Lesage Champignons had a busy festive season. People at this Belgian mushroom business thought, after that, January would be quieter. They were wrong. "Usually the demand falls a little in January. But, this year, we had to forge full steam ahead," says Michel Lesage of Lesage Champignons. “There has been a high demand for both high-quality white and chestnut mushroom in recent weeks. This demand waned a little last week. That is probably because it is holidays in Belgium this week."
Mushroom prices are also on the rise. That is, however, also needed, according to Lesage. “Mushrooms are the only vegetable in which prices have remained the same for the last 60 years. But, costs keep climbing. We have always been able to make up for this by using ever-better cultivation techniques.
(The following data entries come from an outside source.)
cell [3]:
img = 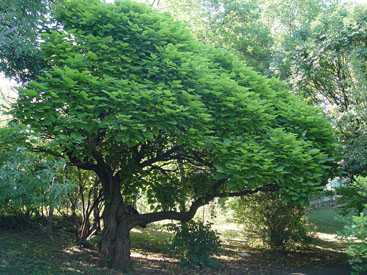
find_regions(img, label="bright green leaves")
[13,0,335,210]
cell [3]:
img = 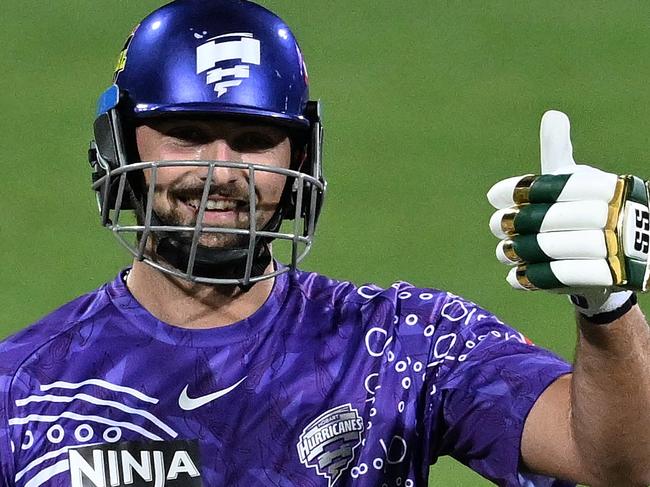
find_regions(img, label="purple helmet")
[90,0,326,287]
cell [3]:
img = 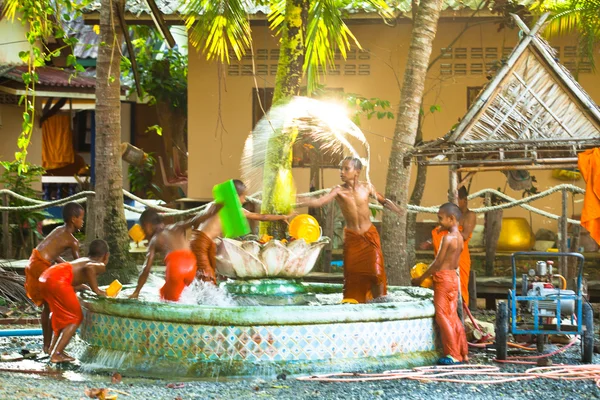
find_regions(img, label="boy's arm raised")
[296,186,340,208]
[129,238,156,299]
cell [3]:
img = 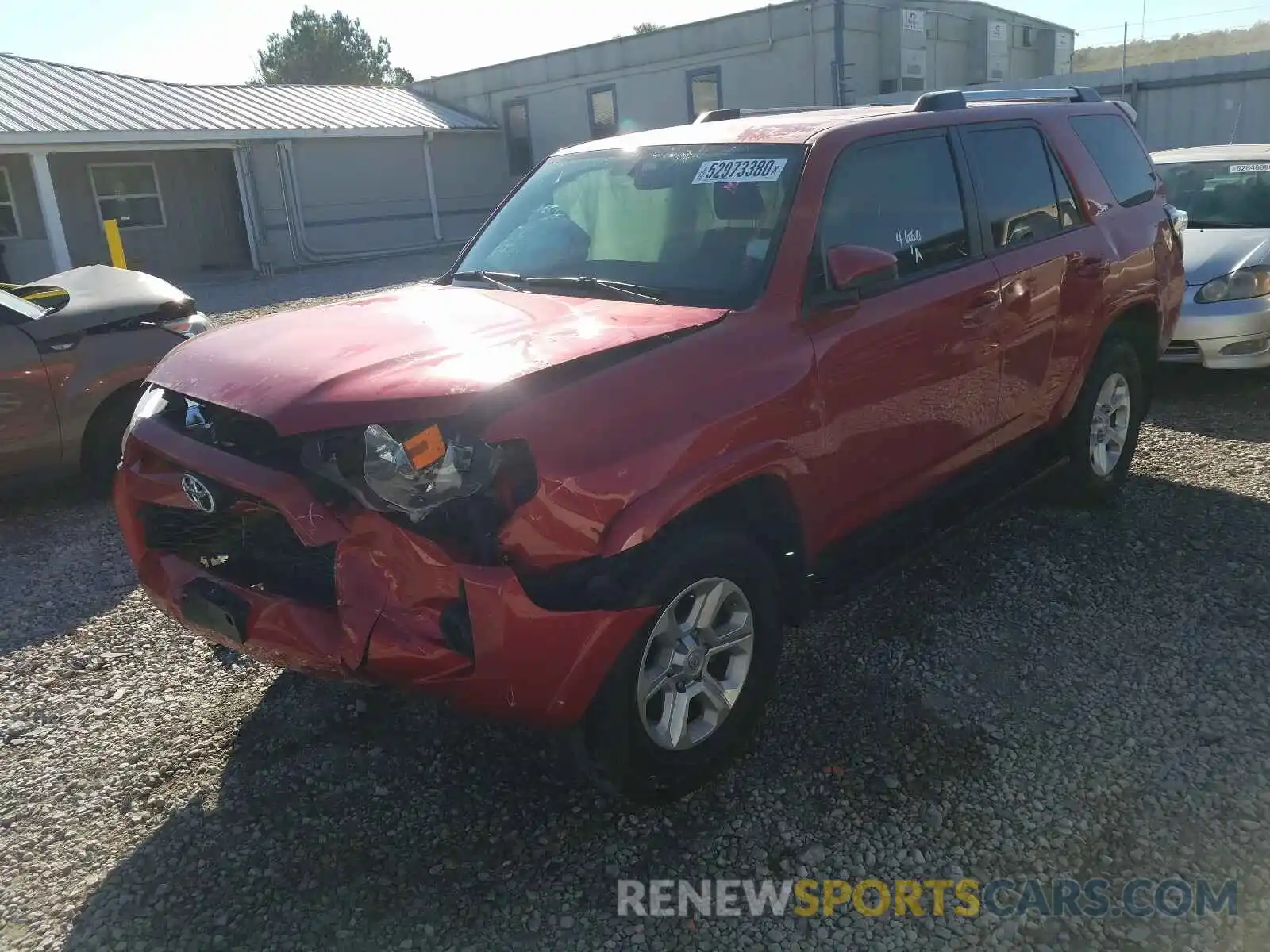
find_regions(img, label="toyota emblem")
[180,472,216,512]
That is, however, not feasible in the long run."
"Prices are currently cautiously rising, which is very necessary. There are certainly fewer companies competing on the market. Businesses do not compete with each other in price. They do so with quality. And, when it comes to quality, we can make a difference," says Michel.
“We are still suffering the consequences of the two dry springs we had. The substrate is of lower quality. That means our production is not at its highest level at the moment. We are, therefore, hoping this spring will be wetter than that of the previous years. During the summer season, we will again focus on barbeque items this year."
"But, another trend during the summer months is convenience goods. These are things like sliced mushrooms. In the summer, consumers want more pan-ready products. People do not want to spend so much time in the kitchen. They would rather spend time doing fun things," concludes Michel.